Chest HRCT scans showing diffuse cystic lung disease and a solitary pulmonary nodule (red arrow) in the beginning of follow-up (A and C) and five years later (B and D). (A) Regular and thin-walled pulmonary cysts and a 10mm pure ground-glass nodule in the right upper lobe. (B) CT image at the same level as Fig. 1A after five years of follow-up showing a significant increase in the size of the nodule (13mm) and change in its composition (a solid nodule). (C) Random and multiple thin-walled cysts. (D) Stability of diffuse pulmonary cysts five years later. (E) A low-power view of the tumor with a dense area of scarring. (F) Invasion area with desmoplastic tissue, irregular glands and micropapillae. (G) Constricted airway and peribronchiolar alveolar overdistension. (H) Bronchiole with submucosal fibrosis and focal inflammatory cell infilltrate. (H&E stains, original magnification (A) ×10, (B) ×50, (C) ×40 and (D) ×100).

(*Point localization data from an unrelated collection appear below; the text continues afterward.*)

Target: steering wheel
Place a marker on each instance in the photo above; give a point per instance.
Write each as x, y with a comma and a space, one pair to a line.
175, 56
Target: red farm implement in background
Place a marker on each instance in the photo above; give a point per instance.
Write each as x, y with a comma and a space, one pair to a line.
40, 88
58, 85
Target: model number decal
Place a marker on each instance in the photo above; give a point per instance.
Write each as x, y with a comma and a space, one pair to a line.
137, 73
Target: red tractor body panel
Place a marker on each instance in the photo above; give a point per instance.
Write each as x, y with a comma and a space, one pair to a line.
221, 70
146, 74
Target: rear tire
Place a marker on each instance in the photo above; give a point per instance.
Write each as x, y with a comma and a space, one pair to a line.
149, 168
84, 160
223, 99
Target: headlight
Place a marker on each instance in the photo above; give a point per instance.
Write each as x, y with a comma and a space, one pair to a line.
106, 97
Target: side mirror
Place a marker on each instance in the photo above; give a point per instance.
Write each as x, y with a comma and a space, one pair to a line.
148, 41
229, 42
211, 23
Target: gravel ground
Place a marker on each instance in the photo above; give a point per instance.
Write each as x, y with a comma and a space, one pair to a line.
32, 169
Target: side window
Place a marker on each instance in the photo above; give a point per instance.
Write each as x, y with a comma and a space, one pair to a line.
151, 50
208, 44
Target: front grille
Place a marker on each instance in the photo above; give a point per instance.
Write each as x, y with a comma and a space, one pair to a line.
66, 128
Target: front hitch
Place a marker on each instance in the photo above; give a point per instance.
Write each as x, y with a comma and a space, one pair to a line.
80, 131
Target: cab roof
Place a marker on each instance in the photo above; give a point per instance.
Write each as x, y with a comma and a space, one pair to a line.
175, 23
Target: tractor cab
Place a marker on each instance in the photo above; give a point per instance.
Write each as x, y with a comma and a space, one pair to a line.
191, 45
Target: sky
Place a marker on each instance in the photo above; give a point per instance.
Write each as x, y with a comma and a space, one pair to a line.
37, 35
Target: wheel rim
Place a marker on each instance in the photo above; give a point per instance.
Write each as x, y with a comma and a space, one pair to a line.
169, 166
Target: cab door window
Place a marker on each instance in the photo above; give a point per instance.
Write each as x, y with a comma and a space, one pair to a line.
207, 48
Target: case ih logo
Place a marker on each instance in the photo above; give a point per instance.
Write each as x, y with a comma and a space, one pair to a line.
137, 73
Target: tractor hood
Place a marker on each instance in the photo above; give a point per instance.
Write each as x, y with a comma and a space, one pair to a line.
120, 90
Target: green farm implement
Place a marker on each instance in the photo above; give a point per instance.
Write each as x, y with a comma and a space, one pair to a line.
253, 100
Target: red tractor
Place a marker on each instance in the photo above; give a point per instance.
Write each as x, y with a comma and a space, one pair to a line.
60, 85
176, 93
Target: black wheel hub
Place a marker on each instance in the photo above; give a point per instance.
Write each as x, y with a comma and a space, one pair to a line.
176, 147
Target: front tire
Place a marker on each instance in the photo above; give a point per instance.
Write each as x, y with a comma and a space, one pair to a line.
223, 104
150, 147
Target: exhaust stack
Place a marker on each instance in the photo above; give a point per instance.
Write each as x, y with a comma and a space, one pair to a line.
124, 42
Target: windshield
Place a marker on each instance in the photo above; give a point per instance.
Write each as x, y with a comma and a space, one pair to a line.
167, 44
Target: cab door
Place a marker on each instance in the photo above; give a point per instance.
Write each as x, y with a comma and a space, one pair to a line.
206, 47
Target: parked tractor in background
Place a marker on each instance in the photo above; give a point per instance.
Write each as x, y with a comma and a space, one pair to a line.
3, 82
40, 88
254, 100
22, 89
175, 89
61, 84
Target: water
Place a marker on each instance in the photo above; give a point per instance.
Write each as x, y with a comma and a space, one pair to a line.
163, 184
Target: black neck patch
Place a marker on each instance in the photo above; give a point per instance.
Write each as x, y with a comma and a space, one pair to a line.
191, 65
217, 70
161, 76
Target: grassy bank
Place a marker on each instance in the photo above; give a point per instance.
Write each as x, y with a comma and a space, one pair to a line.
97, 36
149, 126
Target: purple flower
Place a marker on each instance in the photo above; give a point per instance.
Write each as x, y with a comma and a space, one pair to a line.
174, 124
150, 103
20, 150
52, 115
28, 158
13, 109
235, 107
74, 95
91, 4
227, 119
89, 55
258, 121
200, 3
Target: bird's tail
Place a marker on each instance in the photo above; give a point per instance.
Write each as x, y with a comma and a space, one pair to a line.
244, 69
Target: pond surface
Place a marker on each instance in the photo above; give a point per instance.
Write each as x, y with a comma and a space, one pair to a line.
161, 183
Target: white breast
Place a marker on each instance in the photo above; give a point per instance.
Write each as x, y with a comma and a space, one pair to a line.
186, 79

After 5 years of follow-up, PFTs were stable and there was an increase in the nodule size (13mm), with a solid composition (Fig. 1). There was a mild increase of glycolytic metabolism (SUV 2.6) on the combined positron emission tomography/CT. There was no evidence of lymph node enlargement or extrapulmonary disease. A right upper lobectomy with lymphadenectomy was performed after an adenocarcinoma has been confirmed in the intraoperative frozen section. Histopathological analysis revealed a predominantly acinar invasive adenocarcinoma, with lepidic and micropapillary components, which was classified as Stage IA (T1aN0M0). The lung parenchyma around the tumor revealed a heterogeneous small airway disease characterized by variable narrowing of the small airways, abnormal bronchioles with subepithelial fibrosis and scattered chronic inflammatory cells, associated with peribronchiolar alveolar overdistension, which was consistent with constrictive bronchiolitis (Fig. 1).

The differential diagnosis of DCLD is broad and establishing a definite diagnosis may be challenging. Although chest HRCT has substantially contributed to the approach of DCLD, lung biopsy may be necessary to confirm the etiology.1,2 Constrictive bronchiolitis is rarely included in the differential diagnosis of DCLD, but it is a potential etiology.1,2 The proposed physiopathology involved is a bronchiolar check-valve mechanism, with air trapping and distension of distal airspace resulting in cysts formation.3 Our case corroborates such hypothesis, supported by the finding of downstream hyperdistension of distal airways and alveolar spaces.

One may also speculate about the relationship between the small airway disease and the incidental lung cancer. The initially detected ground glass opacity was compatible with a spectrum of early neoplastic or pre-malignant lesions comprising atypical adenomatous hyperplasia, adenocarcinoma in situ and minimally invasive adenocarcinoma, which progressed to a solid nodule, proven to be an invasive adenocarcinoma. Early genetic or epigenetic changes leading to altered function or aberrant cellular pathways, thought to develop through lung tissue injury, are recognized as precursors of premalignant changes, such as cell metaplasia/dysplasia or clonal patches.4 We speculate that the molecular changes in the airway epithelium of an affected bronchiole in the context of constrictive bronchiolitis might account for the increased risk of developing non-small-cell lung carcinoma in our patient, although this association requires further confirmation. In conclusion, constrictive bronchiolitis should be included as a differential diagnosis of DCLD and it is speculated that it may determine an increased risk of lung cancer.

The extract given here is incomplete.